[FREDERICTON, NB] — The New Brunswick government is complaining about a lack of details from the federal government on the impact of proposed changes to the Employment Insurance Program.
Labour Minister Martine Coulombe has written a letter to her federal counterpart following a provincial review conducted by a committee of senior civil servants.
Premier David Alward appointed the committee in late May to study the proposed changes to the program.
In the letter to Diane Finley, minister of Human Resources and Skills Development, Coulombe said the most common concern of employees, employers, the general public and the provincial government is the lack of details.
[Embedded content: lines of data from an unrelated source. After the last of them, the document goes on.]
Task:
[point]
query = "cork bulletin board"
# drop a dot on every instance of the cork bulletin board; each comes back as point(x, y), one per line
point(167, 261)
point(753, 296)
"I therefore urge your department to hold information sessions across New Brunswick for long-tenured workers, frequent claimants, occasional claimants, employers and the public in general," she wrote.
Coulombe was on vacation Monday and unavailable for an interview.
Among the proposed measures, regular recipients of the EI program would have to consider lower paying jobs that could require a commute of up to an hour.
Coulombe said in the letter that employers are worried they could lose their skilled seasonal workforce.
"Increased costs could be incurred for recruiting, training and retaining new workers and loss of productivity is expected as new staff is integrated into the businesses."
Last month during their annual meeting in Prince Edward Island, all four Atlantic premiers stood together in calling on Prime Minister Stephen Harper to provide more information on the measures.
The premiers said they don't have enough information on the proposed rules and how they could impact the economies of their provinces.